AYTM Research in partnership with Mashable conducted a market research study that found that current Android owners are 2.4x more likely to switch to an iPhone than vice versa.
The arrival of the iPhone 5 benefits the entire suite of iPhone products. The iPhone 4 and 4S are now priced lower, making them more competitive with the lower priced Android phones and thus more attractive to the more price sensitive consumers.
In the same study, almost 19% of prospective iPhone customers were actually looking to purchase the iPhone 4S (v 71% opting for the iPhone 5).
As a result of strong iPhone sales, some of the key media partners that Fetch recently surveyed are already seeing up to 20% boosts in overall iPhone impression volume.
Naturally, aggregate app download activity increases as well during a new iPhone release. A study from Fiksu showed that from Sep 2011 (when the iPhone 4s launched) to October 2011, the total downloads per day of the Top 200 apps increased 29%.
It is still a bit too early to tell if advertiser dollars will follow suit with the growth in supply and inflate average CPMs. History has shown however, that the volume of new users outweighs any initial spikes in advertiser demand, with the driving down the cost to acquire a new loyal user (defined as a user who opens an app multiple times). Marketers should take advantage of the increased volume.
The iPhone 5 as a product delivers a handful of upgrades that delights users and marketers alike. The main change is iOS 6, the latest version of Apple’s mobile operating system that comes packed with new features that include a location aware, mobile wallet app called Passbook.
Passbook has the potential to radically change the landscape of mobile coupons and mobile customer loyalty programs, bringing together movie tickets, airline boarding passes and retail coupons together one single access point for the user.
One of the other main product differences most pertinent to marketers is the shift from a 3.5-inch display to a 4-inch touchscreen display.
It will be up to marketers to capitalize on the larger real estate (exactly 176 pixels of screen height to be exact) to create bigger, more impactful brand experiences for consumers. App developers on the other hand will need to update their apps to ensure their apps render correctly on the iPhone 5.
Boasting a processor twice as fast and a more robust LTE wireless connection, the iPhone 5 is also more powerful and faster device than its predecessor. Users can get more web browsing, app downloading, social networking, emailing, etc, accomplished in a shorter amount of time than before.
Marketers will have a tough time breaking through potential user multitasking and increased activity, but they can leverage the increased speeds to deliver even richer experiences more seamlessly to their end consumers. Specifically, they should leverage ad formats such as mobile video and rich media to drive deeper engagement with their audiences.
The iPhone is not going away anytime shortly.
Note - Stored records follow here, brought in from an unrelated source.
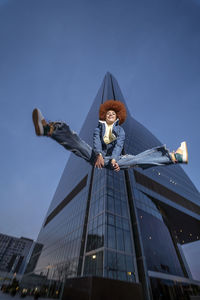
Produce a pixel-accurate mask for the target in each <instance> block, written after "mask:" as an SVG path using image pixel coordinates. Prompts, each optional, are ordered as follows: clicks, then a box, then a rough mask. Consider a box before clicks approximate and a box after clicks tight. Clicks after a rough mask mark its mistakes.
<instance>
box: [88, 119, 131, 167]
mask: <svg viewBox="0 0 200 300" xmlns="http://www.w3.org/2000/svg"><path fill="white" fill-rule="evenodd" d="M105 123H106V122H105V121H100V120H99V123H98V127H97V128H96V129H95V130H94V135H93V149H94V152H95V154H96V155H97V154H99V153H101V154H102V156H103V157H105V156H110V157H111V159H115V160H116V161H117V160H118V158H119V156H120V154H121V152H122V149H123V146H124V140H125V132H124V129H123V128H122V127H121V126H119V120H118V119H117V120H116V121H115V123H114V124H113V129H112V133H113V134H114V135H115V137H116V140H114V141H112V142H111V143H109V144H106V143H105V142H104V140H103V137H104V135H105V131H106V125H105Z"/></svg>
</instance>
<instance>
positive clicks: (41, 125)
mask: <svg viewBox="0 0 200 300" xmlns="http://www.w3.org/2000/svg"><path fill="white" fill-rule="evenodd" d="M32 119H33V124H34V127H35V133H36V135H38V136H40V135H43V133H44V130H43V126H42V123H41V120H42V114H41V112H40V111H39V109H37V108H35V109H34V110H33V113H32Z"/></svg>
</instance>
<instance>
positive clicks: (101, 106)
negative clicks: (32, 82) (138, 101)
mask: <svg viewBox="0 0 200 300" xmlns="http://www.w3.org/2000/svg"><path fill="white" fill-rule="evenodd" d="M109 110H114V111H115V112H116V115H117V118H118V119H119V124H122V123H124V121H125V120H126V107H125V105H124V104H123V103H122V102H121V101H117V100H107V101H106V102H104V103H103V104H101V105H100V108H99V119H100V120H101V121H105V120H106V113H107V111H109Z"/></svg>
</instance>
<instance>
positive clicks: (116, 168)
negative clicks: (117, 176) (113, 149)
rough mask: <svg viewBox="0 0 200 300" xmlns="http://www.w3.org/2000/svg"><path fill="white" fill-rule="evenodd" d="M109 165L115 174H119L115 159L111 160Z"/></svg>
mask: <svg viewBox="0 0 200 300" xmlns="http://www.w3.org/2000/svg"><path fill="white" fill-rule="evenodd" d="M111 165H112V166H113V168H114V170H115V171H116V172H119V170H120V167H119V165H118V163H117V162H116V160H115V159H112V160H111Z"/></svg>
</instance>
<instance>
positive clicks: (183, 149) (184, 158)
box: [181, 142, 188, 164]
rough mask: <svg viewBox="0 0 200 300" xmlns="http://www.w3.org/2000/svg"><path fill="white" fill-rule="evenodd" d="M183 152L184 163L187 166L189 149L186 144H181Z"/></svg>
mask: <svg viewBox="0 0 200 300" xmlns="http://www.w3.org/2000/svg"><path fill="white" fill-rule="evenodd" d="M181 150H182V151H183V162H184V163H185V164H187V163H188V149H187V144H186V142H182V143H181Z"/></svg>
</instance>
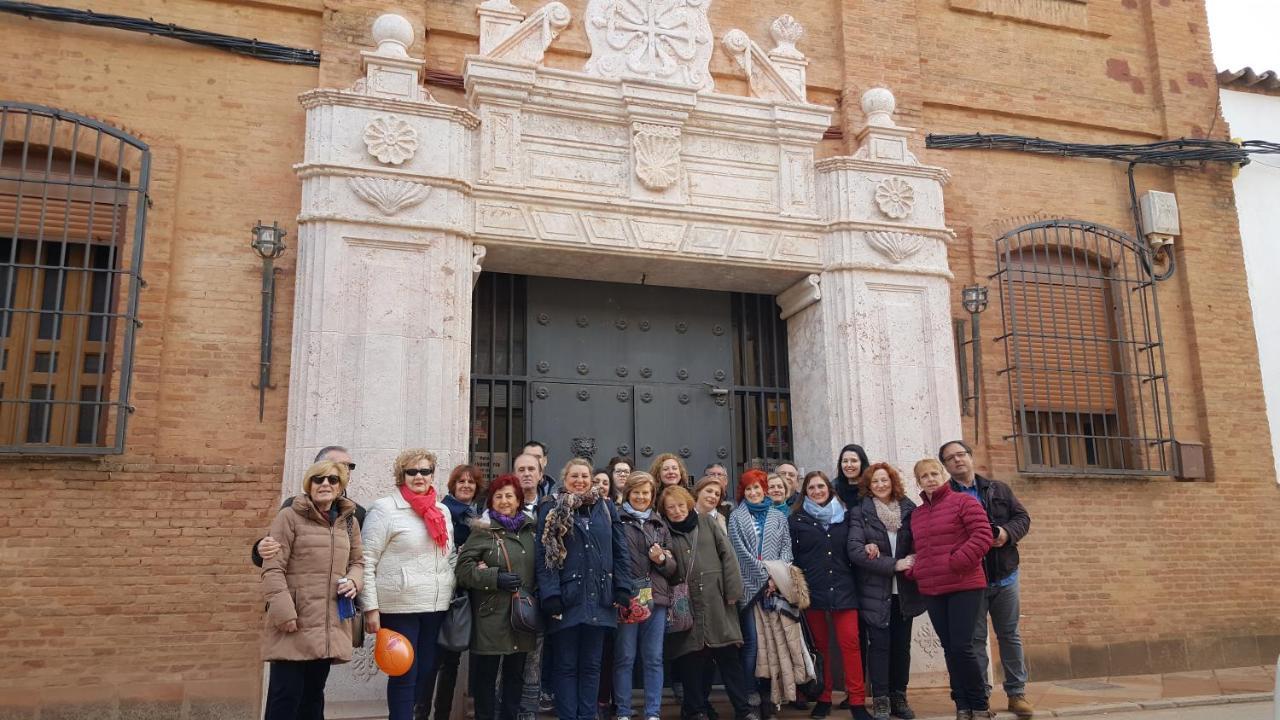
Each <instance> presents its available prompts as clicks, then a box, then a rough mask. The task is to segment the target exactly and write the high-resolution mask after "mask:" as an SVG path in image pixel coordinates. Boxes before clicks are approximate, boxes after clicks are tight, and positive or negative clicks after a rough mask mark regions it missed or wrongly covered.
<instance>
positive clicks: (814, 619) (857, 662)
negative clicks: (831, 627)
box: [804, 610, 867, 707]
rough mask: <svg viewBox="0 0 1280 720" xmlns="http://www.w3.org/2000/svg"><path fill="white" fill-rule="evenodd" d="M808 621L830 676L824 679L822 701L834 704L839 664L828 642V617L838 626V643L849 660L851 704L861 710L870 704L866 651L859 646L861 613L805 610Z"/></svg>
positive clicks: (848, 679) (831, 610) (840, 649)
mask: <svg viewBox="0 0 1280 720" xmlns="http://www.w3.org/2000/svg"><path fill="white" fill-rule="evenodd" d="M804 618H805V620H806V621H808V623H809V632H810V633H813V643H814V644H815V646H817V648H815V650H817V651H818V653H819V655H822V664H823V666H826V673H823V678H822V696H819V697H818V702H831V678H832V675H835V673H833V670H835V666H833V665H835V662H833V660H832V656H831V644H829V642H828V639H827V638H828V637H829V626H828V618H829V620H831V621H833V623H835V625H836V642H837V643H840V656H841V659H844V661H845V692H847V693H849V703H850V705H852V706H854V707H860V706H861V705H864V703H865V702H867V688H865V687H864V685H863V651H861V646H860V644H859V643H858V611H856V610H805V611H804Z"/></svg>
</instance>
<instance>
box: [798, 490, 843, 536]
mask: <svg viewBox="0 0 1280 720" xmlns="http://www.w3.org/2000/svg"><path fill="white" fill-rule="evenodd" d="M804 511H805V512H808V514H809V515H813V519H814V520H817V521H818V524H819V525H822V529H824V530H826V529H828V528H831V527H832V525H836V524H838V523H842V521H844V520H845V503H844V502H840V498H837V497H832V498H831V500H828V501H827V505H818V503H817V502H814V501H812V500H809V498H808V497H806V498H804Z"/></svg>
The iPhone 5's popularity gives marketers a larger total audience of iPhone users to reach. If marketers can wait until the initial hype and advertiser demand subsides, there is the potential to acquire new iPhone users at lower costs than expected.
The upgraded hardware, software and larger screen size should keep users happy at least until Apple releases its next iteration. In the meantime, it's all up to marketers to show they are willing to provide consumers experiences that are just as innovative.